Bloody, bold and resolute

Frantic Assembly’s Othello. Southampton, Nuffield Theatre. 23 October 2008
Frantic Assembly’s Othello is a brutal, bloody world. The play opened with the background sounds of police sirens, shouting and ranting. Loud dance music pounds out across the audience and after a while the cast stroll onto the stage.

Dressed almost exclusively in trackies, hoodies and Reebok classics this was a tough inner city pub, run down, stained and dirty. Action tended to focus around the pool table. Eventually someone walks in, starting trouble and Frantic Assembly’s fluid union of dance and acting showed off its skills. The fight had a balletic brutality which was thrilling and frightening to watch. There was the definite feel that vicious violence lurked beneath the surface, threatening to break out at any moment.

The play was itself heavily cut- described by one critic as having a broken bottle taken to it- and that seems quite an apt description. The language has been razored and slashed to leave gleaming slivers of authentic dialogue standing out in granite hard flat northern vowels. This fitted perfectly with the hard, gritty violence of the piece and filled the audience with apprehension at how the story was going to unfold.

Iago was splayed very strongly by Charles Aitken who had enough charm to be menacing: and yet there was a sliver of vulnerability about him that seemed to suggest a broken soul.

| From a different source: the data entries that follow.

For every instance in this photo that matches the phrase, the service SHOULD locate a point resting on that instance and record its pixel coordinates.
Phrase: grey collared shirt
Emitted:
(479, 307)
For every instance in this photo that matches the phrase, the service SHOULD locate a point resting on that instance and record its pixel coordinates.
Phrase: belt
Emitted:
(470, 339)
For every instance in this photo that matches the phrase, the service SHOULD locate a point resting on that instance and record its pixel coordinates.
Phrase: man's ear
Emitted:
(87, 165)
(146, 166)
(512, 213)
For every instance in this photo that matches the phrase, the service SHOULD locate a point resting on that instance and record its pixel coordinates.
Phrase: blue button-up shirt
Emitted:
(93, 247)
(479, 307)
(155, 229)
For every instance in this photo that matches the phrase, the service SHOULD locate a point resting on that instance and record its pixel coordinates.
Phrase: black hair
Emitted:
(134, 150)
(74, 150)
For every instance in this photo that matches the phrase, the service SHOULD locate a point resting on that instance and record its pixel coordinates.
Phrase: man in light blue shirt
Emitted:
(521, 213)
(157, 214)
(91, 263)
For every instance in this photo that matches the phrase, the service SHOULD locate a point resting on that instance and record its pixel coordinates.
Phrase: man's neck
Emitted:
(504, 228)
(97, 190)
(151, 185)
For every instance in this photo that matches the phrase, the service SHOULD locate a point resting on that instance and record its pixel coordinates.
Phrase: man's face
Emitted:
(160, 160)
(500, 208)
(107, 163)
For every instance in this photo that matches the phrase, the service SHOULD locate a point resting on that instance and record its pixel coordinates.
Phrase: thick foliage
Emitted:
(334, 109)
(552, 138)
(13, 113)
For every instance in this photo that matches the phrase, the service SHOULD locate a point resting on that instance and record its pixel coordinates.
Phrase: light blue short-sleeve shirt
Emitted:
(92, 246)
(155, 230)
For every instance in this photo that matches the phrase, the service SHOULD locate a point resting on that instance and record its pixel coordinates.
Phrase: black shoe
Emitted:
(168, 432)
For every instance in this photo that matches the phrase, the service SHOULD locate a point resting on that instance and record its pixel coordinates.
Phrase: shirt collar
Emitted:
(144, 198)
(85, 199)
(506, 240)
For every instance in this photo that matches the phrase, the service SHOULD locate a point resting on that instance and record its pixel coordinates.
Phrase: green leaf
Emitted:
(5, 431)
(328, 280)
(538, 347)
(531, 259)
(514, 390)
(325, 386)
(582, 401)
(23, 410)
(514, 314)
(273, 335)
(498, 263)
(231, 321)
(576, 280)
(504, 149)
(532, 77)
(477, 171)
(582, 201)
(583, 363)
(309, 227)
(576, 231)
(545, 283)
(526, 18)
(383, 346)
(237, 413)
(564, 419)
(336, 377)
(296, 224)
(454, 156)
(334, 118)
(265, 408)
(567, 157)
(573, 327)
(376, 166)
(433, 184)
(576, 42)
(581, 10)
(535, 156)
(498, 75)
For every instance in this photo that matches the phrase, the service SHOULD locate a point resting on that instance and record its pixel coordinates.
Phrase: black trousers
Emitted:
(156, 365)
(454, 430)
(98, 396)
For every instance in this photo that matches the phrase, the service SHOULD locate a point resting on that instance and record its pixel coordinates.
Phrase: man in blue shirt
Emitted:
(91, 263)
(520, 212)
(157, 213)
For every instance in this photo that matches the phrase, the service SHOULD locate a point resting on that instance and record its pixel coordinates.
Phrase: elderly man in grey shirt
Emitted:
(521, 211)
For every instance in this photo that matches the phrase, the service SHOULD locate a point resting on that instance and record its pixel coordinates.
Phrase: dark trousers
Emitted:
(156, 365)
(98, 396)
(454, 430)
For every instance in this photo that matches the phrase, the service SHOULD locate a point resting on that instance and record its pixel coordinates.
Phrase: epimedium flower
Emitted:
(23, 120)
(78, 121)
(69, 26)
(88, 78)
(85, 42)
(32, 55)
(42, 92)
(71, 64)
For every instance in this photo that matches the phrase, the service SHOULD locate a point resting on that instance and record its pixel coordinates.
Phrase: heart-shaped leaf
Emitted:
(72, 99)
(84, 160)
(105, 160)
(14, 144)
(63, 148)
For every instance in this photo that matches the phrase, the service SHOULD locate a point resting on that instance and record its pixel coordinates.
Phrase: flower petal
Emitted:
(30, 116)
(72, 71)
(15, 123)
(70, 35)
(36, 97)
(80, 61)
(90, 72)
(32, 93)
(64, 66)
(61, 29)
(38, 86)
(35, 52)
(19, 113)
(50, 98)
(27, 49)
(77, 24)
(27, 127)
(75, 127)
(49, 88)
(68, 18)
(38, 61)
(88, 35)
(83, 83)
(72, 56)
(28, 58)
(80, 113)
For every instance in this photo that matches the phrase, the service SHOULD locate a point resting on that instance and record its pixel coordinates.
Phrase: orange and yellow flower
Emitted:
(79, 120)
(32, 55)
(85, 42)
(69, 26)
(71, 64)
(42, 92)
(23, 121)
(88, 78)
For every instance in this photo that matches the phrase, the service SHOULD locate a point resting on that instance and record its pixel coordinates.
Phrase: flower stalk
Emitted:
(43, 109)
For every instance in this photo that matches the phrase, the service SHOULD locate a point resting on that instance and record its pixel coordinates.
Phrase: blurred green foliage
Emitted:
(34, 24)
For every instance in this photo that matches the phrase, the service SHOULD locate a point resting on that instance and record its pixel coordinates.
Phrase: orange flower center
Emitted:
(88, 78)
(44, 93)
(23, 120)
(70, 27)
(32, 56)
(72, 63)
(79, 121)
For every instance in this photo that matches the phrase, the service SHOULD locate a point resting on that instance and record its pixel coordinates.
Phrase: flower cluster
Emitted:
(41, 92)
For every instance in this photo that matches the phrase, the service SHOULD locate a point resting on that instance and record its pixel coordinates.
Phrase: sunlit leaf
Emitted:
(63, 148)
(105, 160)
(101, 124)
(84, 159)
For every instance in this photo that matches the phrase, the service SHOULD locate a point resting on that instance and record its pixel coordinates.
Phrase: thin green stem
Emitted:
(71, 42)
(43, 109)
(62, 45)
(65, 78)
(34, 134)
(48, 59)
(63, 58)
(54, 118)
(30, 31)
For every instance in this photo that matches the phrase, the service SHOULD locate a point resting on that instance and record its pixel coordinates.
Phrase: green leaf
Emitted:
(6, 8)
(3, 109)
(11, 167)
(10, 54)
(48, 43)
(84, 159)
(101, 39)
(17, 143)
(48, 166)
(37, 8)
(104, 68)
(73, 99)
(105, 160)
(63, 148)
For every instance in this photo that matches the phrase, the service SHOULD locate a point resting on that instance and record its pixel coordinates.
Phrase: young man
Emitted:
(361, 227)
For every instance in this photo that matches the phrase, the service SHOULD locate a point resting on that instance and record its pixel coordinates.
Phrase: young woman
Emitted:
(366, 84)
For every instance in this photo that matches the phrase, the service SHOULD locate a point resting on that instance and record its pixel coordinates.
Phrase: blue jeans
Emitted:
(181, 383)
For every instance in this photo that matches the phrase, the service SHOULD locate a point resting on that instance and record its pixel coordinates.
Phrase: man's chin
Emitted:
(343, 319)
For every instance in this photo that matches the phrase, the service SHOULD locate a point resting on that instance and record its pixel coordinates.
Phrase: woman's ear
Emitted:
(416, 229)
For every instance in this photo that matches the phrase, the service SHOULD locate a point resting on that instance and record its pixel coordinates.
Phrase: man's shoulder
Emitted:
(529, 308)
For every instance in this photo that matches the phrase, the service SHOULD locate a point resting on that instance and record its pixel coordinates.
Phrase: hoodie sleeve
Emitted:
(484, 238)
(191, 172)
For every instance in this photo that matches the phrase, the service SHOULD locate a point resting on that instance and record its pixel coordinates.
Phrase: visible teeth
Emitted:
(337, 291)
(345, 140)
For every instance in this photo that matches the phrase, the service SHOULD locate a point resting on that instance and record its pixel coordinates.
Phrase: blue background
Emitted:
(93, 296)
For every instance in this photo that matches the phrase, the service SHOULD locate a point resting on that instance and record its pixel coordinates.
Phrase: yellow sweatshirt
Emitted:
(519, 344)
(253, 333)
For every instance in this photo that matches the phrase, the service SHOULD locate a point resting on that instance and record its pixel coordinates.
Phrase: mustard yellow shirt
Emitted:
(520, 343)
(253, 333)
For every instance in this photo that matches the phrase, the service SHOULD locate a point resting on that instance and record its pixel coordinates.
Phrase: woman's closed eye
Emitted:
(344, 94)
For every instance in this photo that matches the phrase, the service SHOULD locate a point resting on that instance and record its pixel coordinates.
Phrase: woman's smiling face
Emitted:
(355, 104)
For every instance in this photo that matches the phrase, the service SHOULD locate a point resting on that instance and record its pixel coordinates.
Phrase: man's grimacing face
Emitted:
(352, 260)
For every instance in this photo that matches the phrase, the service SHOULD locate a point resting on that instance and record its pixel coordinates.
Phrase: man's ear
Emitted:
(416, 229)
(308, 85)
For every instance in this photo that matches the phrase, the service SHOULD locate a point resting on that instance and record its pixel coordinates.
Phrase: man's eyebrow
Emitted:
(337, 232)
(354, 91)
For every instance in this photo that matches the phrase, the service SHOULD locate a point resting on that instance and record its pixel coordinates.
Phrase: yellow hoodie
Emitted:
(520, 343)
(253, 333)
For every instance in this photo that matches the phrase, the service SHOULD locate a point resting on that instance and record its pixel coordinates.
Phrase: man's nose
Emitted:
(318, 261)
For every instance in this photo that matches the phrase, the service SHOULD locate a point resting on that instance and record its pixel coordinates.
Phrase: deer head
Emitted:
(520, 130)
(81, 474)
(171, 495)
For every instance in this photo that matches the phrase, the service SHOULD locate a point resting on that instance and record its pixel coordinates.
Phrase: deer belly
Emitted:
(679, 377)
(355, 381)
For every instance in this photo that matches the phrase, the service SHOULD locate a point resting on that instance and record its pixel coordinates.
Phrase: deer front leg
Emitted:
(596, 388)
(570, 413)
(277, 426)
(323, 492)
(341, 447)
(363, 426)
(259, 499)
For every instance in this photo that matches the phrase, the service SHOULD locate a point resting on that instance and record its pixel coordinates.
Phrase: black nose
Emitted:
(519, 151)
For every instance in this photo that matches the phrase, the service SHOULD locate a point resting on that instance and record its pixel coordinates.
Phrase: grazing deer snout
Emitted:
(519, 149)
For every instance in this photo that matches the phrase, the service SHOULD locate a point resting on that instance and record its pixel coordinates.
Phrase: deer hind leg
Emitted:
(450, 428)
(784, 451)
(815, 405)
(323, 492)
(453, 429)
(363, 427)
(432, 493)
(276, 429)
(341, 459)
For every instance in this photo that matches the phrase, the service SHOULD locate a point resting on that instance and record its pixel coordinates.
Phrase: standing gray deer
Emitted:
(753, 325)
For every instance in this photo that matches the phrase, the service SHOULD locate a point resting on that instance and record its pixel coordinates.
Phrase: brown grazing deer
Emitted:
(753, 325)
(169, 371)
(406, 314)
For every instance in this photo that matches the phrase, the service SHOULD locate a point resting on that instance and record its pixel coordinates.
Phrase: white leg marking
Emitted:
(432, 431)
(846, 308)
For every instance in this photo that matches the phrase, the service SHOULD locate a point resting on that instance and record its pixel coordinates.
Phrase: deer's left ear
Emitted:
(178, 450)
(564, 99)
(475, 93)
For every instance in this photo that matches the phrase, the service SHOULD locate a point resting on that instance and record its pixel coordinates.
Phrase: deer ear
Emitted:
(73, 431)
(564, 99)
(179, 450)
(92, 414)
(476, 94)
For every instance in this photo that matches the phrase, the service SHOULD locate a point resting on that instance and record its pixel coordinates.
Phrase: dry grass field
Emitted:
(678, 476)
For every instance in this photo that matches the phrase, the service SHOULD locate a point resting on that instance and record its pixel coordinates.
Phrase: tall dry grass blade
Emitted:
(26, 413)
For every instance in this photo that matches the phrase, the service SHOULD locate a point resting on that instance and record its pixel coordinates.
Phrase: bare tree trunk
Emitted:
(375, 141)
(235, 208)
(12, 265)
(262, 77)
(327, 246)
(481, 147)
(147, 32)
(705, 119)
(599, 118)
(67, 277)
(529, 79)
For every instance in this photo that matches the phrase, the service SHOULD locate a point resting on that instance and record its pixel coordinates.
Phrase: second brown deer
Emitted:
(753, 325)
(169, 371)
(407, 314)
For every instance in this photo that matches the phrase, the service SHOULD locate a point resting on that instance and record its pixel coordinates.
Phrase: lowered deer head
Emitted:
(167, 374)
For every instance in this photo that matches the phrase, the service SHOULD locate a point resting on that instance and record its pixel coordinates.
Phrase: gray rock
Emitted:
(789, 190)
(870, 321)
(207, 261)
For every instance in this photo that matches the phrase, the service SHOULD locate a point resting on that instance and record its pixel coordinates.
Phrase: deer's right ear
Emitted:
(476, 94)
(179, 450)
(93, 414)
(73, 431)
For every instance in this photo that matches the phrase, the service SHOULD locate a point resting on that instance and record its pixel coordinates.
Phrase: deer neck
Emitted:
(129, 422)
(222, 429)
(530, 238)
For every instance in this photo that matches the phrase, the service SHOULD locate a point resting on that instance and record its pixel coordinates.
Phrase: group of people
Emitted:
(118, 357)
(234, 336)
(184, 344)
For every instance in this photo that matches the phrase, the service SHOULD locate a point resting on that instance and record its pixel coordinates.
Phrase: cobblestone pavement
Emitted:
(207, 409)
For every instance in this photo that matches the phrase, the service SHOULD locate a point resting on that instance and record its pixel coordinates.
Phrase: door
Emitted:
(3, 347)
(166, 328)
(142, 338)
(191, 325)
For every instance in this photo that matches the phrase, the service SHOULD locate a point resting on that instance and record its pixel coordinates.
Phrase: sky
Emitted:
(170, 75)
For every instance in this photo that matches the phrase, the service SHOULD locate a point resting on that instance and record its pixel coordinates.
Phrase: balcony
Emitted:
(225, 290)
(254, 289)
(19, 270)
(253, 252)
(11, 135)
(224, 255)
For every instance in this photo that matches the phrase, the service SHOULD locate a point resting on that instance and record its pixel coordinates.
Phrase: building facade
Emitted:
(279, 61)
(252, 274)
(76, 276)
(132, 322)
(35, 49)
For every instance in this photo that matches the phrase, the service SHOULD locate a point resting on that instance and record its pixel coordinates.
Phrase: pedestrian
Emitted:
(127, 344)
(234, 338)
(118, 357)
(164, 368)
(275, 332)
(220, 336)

The play moved on rapidly, finishing in a little over an hours and a half, moving onto to the final brutal climax. The killing of Desdemona was one of the few scenes which was performed in silence with no music or background noise. Desdemona was lifted above Othello upon the pool table and the physicality of the actors managed to convey the overwhelming violence of the attack. It left a few shocked people in the audience.

Othello turned on himself and there were a number of razors and broken bottles taken to people, bringing forth clouts of thick arterial blood- becoming smeared across the classic white trainers. The play finished with Iago having been thrown out into the street, being beaten one presumes unto the death.

This was a compelling vision of the classic tragedy, through the prism of the modern world. This was Britain’s dark side; the one that threateningly erupts into riots and tensions every so often. As an introduction to kids that are switched off from classical theatre this was a great experience full of vomit and violence, smashed glass and smashed identities- everything that a traditional performance would give but with a throaty physicality which shone a spotlight on the grimmer sides of British culture.